Generators are tricky because they can be exhausted!
For example, if you created it to generate elements of a finite list, it will yield them one by one — and after they run out, it won’t yield anything.

We’ve seen something similar before: `range()`.
When we wrote `range(10000)`, there weren’t 10,000 actual integers stored in memory — it just created them and yielded them one by one.

In [10]:
elements = [1, 9, 3, 2, 5]
g = (x*x for x in elements) # not a tuple, but a generator
type(g)

generator

In [None]:
print(g) # this is not very useful....

In [12]:
# but of course you can convert it to anything:
list(g) # or set(g) or tuple(g) ....

[]

In [14]:
# but now your generator is exhausted and
# if you try again, there is nothing in it...
list(g)

[]

Because this “exhaustion” is very confusing, we usually only use this generator form when we are sure we need it only once.
For example, as an argument to a function that expects an iterable.
Here, however, it’s very useful (and we don’t even have to write the parentheses again):

In [None]:
# sum of squares:
sum(x*x for x in elements)

In [None]:
# all letter combinations from two sets:
",".join(p+q for p in "abc" for q in "xyz")

In [None]:
range_values = range(10)
list(range_values) # convert to a list
list(range_values) # and try again

Task:

We have gears with the following tooth counts:
8,11,13,17,18,24,36,68,72

We want to place exactly two gears in sequence.
Can we achieve a fourfold (4:1) gear ratio?
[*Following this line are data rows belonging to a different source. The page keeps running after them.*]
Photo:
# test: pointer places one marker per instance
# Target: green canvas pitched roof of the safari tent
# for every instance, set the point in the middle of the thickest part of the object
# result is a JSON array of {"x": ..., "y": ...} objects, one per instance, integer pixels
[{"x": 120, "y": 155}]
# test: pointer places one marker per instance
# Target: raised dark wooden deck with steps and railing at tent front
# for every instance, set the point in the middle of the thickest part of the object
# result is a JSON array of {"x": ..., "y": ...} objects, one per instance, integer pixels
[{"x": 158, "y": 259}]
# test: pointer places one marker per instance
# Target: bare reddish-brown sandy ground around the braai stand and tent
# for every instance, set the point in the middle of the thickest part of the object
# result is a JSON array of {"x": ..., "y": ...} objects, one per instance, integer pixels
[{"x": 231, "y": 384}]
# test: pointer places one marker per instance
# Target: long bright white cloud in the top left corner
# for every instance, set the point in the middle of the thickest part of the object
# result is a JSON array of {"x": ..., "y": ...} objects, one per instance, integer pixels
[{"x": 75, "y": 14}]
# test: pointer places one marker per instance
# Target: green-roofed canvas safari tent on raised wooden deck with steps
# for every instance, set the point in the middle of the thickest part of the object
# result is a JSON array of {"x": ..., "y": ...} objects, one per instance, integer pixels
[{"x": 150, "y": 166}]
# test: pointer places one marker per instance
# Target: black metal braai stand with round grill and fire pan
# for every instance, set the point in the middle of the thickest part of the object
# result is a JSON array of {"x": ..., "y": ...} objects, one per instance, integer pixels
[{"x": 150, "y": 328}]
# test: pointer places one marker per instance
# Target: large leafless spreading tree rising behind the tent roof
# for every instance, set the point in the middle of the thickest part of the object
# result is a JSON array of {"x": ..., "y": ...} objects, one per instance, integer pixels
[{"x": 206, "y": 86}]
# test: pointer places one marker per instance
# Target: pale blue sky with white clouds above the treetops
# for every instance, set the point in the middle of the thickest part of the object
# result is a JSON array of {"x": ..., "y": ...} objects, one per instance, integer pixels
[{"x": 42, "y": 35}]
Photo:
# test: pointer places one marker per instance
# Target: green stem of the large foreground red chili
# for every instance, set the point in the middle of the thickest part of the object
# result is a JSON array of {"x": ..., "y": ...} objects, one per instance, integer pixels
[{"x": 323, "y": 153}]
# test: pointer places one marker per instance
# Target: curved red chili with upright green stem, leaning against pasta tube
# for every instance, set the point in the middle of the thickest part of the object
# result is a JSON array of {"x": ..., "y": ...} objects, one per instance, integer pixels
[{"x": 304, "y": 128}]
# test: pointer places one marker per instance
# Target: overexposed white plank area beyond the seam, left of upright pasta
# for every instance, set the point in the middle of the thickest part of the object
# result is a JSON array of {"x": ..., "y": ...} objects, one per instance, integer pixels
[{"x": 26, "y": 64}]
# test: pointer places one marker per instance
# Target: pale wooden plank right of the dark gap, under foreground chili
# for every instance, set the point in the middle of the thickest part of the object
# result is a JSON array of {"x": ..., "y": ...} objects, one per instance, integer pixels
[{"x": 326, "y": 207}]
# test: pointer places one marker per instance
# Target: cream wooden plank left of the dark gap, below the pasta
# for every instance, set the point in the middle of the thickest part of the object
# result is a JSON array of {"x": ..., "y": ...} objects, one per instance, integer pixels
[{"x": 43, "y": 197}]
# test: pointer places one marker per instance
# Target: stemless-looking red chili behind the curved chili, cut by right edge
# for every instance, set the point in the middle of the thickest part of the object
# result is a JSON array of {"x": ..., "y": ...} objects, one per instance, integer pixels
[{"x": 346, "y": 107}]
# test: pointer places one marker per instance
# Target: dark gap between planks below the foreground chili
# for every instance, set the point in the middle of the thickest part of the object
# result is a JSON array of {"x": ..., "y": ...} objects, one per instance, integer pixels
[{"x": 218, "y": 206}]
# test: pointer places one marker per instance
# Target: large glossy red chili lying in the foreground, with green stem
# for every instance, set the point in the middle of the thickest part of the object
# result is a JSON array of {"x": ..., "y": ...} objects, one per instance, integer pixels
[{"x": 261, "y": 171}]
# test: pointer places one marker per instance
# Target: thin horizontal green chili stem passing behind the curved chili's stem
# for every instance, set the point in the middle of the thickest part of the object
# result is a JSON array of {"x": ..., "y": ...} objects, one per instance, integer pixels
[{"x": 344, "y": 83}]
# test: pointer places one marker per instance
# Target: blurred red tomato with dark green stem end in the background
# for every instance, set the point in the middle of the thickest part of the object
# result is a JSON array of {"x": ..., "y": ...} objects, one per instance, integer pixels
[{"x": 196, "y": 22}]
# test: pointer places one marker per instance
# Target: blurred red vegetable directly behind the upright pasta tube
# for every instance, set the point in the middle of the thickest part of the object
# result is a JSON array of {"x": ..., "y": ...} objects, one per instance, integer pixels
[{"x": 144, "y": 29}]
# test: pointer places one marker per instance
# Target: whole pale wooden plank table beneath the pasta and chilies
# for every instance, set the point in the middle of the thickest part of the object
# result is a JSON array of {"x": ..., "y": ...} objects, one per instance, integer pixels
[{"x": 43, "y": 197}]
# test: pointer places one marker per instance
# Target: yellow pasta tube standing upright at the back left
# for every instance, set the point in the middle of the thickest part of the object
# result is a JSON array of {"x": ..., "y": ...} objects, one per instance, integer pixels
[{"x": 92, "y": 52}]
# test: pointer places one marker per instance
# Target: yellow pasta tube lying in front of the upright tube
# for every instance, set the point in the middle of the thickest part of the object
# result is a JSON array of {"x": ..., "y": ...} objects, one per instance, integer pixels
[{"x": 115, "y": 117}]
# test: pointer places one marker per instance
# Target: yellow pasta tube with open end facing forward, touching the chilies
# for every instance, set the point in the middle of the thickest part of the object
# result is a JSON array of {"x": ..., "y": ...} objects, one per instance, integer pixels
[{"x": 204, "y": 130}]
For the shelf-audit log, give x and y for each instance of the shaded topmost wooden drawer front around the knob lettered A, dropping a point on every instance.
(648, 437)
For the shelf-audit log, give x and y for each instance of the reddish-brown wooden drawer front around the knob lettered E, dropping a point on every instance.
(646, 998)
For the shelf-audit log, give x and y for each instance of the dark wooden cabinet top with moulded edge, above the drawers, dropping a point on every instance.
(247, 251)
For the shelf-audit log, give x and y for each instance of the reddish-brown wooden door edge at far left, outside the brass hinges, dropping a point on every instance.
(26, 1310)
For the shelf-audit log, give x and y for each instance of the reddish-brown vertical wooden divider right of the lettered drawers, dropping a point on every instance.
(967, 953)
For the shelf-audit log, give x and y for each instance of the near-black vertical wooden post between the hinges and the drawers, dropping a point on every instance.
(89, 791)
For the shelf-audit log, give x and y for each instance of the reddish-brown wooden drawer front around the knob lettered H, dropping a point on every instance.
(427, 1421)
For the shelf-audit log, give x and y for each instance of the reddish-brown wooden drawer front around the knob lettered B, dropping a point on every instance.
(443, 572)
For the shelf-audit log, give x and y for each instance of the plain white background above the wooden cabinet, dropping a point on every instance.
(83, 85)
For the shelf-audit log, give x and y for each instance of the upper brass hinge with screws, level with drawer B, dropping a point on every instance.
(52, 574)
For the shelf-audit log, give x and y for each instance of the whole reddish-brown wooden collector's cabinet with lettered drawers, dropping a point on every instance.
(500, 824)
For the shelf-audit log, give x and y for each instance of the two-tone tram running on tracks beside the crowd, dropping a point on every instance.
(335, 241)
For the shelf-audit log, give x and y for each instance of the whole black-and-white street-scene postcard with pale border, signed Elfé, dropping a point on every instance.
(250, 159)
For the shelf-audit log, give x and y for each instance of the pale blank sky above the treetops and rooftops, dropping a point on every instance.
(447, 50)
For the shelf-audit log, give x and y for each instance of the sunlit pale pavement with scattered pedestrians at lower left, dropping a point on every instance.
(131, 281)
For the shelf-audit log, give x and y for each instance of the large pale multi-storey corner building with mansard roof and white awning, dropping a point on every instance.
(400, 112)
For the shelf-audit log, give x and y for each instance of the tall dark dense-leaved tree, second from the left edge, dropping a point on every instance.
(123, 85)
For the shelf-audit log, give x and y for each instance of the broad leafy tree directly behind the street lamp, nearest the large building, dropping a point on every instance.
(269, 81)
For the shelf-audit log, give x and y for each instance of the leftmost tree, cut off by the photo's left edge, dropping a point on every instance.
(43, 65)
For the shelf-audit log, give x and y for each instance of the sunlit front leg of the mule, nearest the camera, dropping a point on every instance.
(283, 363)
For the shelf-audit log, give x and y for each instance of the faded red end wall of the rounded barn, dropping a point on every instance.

If yes, how?

Create a list comprehension that generates the correct gear pairs.

Hint: if two 8-tooth gears are placed in sequence, that is a 1:1 ratio. If a 16-tooth driving gear is followed by an 8-tooth driven gear, that is 8:16, i.e. a 1:2 ratio, because while the 16-tooth turns once, it turns the 8-tooth twice (twice as fast and half as strong).